Maryland's unemployment rate stayed well below 5 percent for May, as low interest rates, construction employment and a growing national economy kept the state's job base steady.

Unemployment edged up to 4.6 percent, after adjustment for seasonal fluctuations, from 4.5 percent in April, according to the Department of Labor, Licensing and Regulation.

That's near a low for the 1990s. But pockets of Maryland still list larger proportions of people who say they want to work but can't. Baltimore, for example, had an unemployment rate of 8.4 percent for May. Dorchester County had the state high, 11.5 percent.

At the same time, Maryland is adding jobs at a slower rate than its neighbors, continuing a pattern that has recurred several times this decade. In May, the state had only 13,000 more jobs than it did a year previously, according to the U.S. Department of Labor. That's growth below 1 percent -- less than Pennsylvania's 1.2 percent, and far less than Virginia's 3 percent and Delaware's 3.7 percent for the same period.

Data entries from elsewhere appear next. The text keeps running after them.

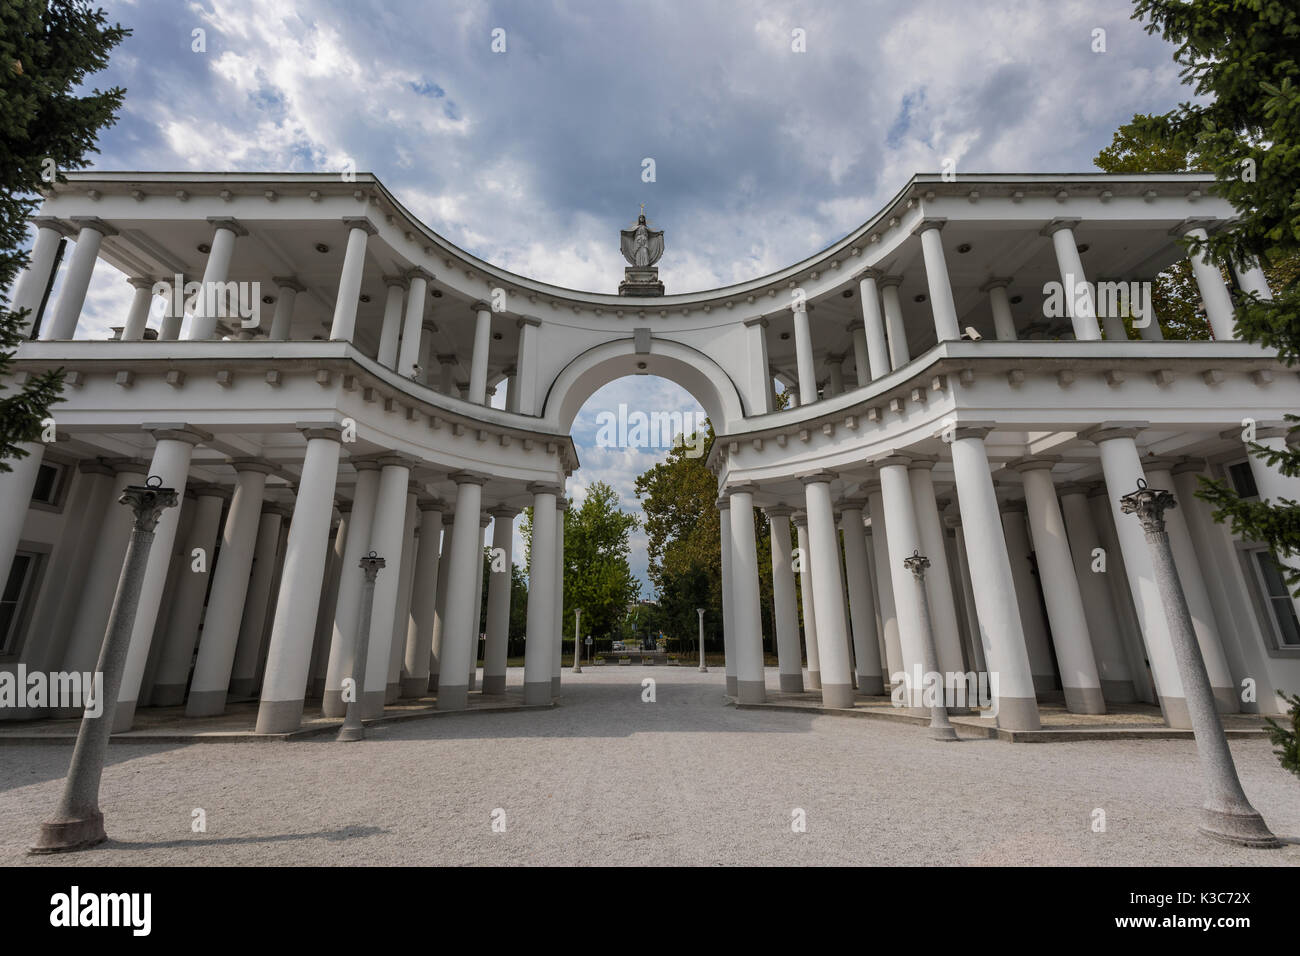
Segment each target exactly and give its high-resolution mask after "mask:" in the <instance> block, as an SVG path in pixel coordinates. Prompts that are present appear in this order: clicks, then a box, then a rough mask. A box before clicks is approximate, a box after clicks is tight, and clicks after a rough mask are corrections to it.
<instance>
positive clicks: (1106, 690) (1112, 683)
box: [1101, 680, 1138, 704]
mask: <svg viewBox="0 0 1300 956" xmlns="http://www.w3.org/2000/svg"><path fill="white" fill-rule="evenodd" d="M1101 696H1102V698H1104V700H1108V701H1110V702H1112V704H1134V702H1136V700H1138V692H1136V691H1135V689H1134V682H1131V680H1102V682H1101Z"/></svg>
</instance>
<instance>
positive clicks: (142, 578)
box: [30, 476, 177, 853]
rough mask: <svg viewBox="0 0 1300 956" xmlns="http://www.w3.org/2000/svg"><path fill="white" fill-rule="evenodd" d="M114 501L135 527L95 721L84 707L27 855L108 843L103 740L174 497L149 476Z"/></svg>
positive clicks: (132, 534) (90, 703)
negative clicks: (100, 797)
mask: <svg viewBox="0 0 1300 956" xmlns="http://www.w3.org/2000/svg"><path fill="white" fill-rule="evenodd" d="M117 501H118V503H120V505H126V506H127V507H130V509H131V510H133V511H134V512H135V523H134V524H133V525H131V537H130V541H127V544H126V557H125V558H123V561H122V576H121V578H120V579H118V581H117V594H116V597H114V598H113V610H112V613H110V614H109V617H108V628H107V630H105V632H104V644H103V645H101V646H100V652H99V667H98V670H99V672H100V674H101V675H103V687H101V691H100V701H99V705H100V708H99V715H98V717H95V715H91V713H90V708H91V705H92V701H86V710H85V711H83V713H82V722H81V727H79V728H78V730H77V745H75V747H74V748H73V760H72V763H70V765H69V766H68V779H66V780H65V782H64V795H62V799H61V800H60V801H59V809H57V810H56V812H55V818H53V819H51V821H47V822H44V823H42V825H40V832H39V834H38V835H36V843H35V845H32V847H31V851H30V852H31V853H65V852H69V851H74V849H86V848H90V847H94V845H96V844H99V843H103V842H104V840H107V839H108V835H107V834H105V832H104V814H103V813H100V810H99V782H100V778H101V777H103V775H104V760H105V758H107V757H108V739H109V736H110V735H112V732H113V713H114V711H116V710H117V695H118V692H120V691H121V688H122V672H123V671H125V670H126V652H127V650H129V649H130V646H131V631H133V630H134V628H135V611H136V609H138V607H139V604H140V588H142V587H143V584H144V571H146V568H147V567H148V563H149V546H151V545H152V544H153V529H155V528H156V527H157V523H159V518H161V516H162V512H164V511H165V510H166V509H169V507H174V506H175V503H177V493H175V489H173V488H162V479H160V477H157V476H151V477H149V479H148V481H147V483H146V484H143V485H127V486H126V488H123V489H122V497H121V498H118V499H117Z"/></svg>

In Virginia, "we have seen growth acceleration in large part due to gains in the technology industry," said Chris Chmura, chief economist with Crestar Bank in Richmond, Va. By contrast, she said, "a lack of a real industrial driver is what's keeping Maryland from growing faster than its neighbor to the south."

Maryland was home to 2.29 million jobs in May. Its neighbors aren't just adding more jobs than it is, their unemployment rates are lower, too. Pennsylvania's was 4.3 percent for May; Virginia's, 3 percent; Delaware's, 4.1 percent.

All across the country, low unemployment rates have been hurting growth, economists say, as companies find it more difficult to hire the people they need.

"It's getting harder and harder to find pools of available workers," said Mark Vitner, an economist with First Union Corp. in Charlotte, N.C. But that trend may be helping high-unemployment areas such as Baltimore, Vitner said, as employers broaden their search for workers. Baltimore's unemployment rate fell to 8.4 percent in May from 9.2 percent a year ago.

Elsewhere in the region, Anne Arundel County's May unemployment rate was 3.4 percent; Baltimore County's, 4.6 percent; Carroll County's, 3 percent; Harford County's, 4.3 percent; and Howard County's, 2.5 percent.